# 7 month old rabbit chasers!!!



## LUNKER21 (Jul 3, 2011)

TOOK MY DOGS OUT SATURDAY RUNNING RABBITS SINCE IM PRETTY MUCH TAGGED OUT ON DEER. AND MAN WAS I PROUD OF MY DOGS! I HAVE A 11YR OLD FEMALE (mother of pups) A 4 YR OLD AND 2 LITTER MATE 7MONTH OLD MALE AND FEMALE. THEY HAVE BEEN RUNNING WITH MOMMA SINCE ABOUT 5 MONTHS. AND IN THE LAST MONTH THEY HAVE REALLY CAME ALIVE! THEY CIRCLED THE FIRST RABBIT GREAT! ALL 4 DOGS WERE TEARIN THE TRACK UP! WITH MY YOUNG FEMALE LEADIN THE CHASE! AFTER A GREAT CIRCLE, AND WITH THE DOGS WELL BEHIND THE RABBIT, I POPPED IT. FIRST RABBIT I HAVE KILLED OVER THE PUPS! WAS JUST AWESOME! WAS WORRIED ABOUT THEM GETTING SCARED OF THE SHOTS, BUT IT NEVER PHASED EM. IM SURE IT WAS WITH HELP OF THE OLDER 2. I BELIEVE THESE 2 PUPS WILL BE THE BEST DOGS I'V EVER HAD, EXPECTATIONS ARE OUT THE ROOF! GREAT TIMES! CANT WAIN TO GET EM OUT AGAIN!


----------



## mudkings (May 11, 2010)

Sounds great bud. Keep runnin them pups.

posted using Outdoor Hub Campfire


----------



## big_fish (Dec 21, 2004)

there is no better thing then field time for young dogs keep up the good work


----------



## Bluegrass Boy (May 5, 2007)

Congratulations, its always fun to get that special pair or pack of good beagles. I had to replace my old dog this year and the new pup is doing great. Nothing like that beautiful beagle music!


----------



## Shortdrift (Apr 5, 2004)

Nothing like a bunch of Beagles running a rabbit. My buddy and I always started our pups with both mother and farther.
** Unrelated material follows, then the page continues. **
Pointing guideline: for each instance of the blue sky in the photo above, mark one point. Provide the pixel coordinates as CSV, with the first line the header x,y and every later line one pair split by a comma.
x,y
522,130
Like you, they would be running around five months and first class hunters/runners by the end of the year.


----------



## ggcanteri (May 17, 2012)

shooting the rabbit is icing on the cake
watching and listening to pups learn their trade is fantastic
my dogs are in their prime now but I can remember when they were pups
great memories


----------



## Hardtop (Nov 24, 2004)

Great story, brings back memories of younger days with my son & nephews, a pack of yappers and a skiff of snow. With all this debate over guns and killing people, it is great relief to read about guns being used for the right purpose, keep us posted on your progress.....HT


----------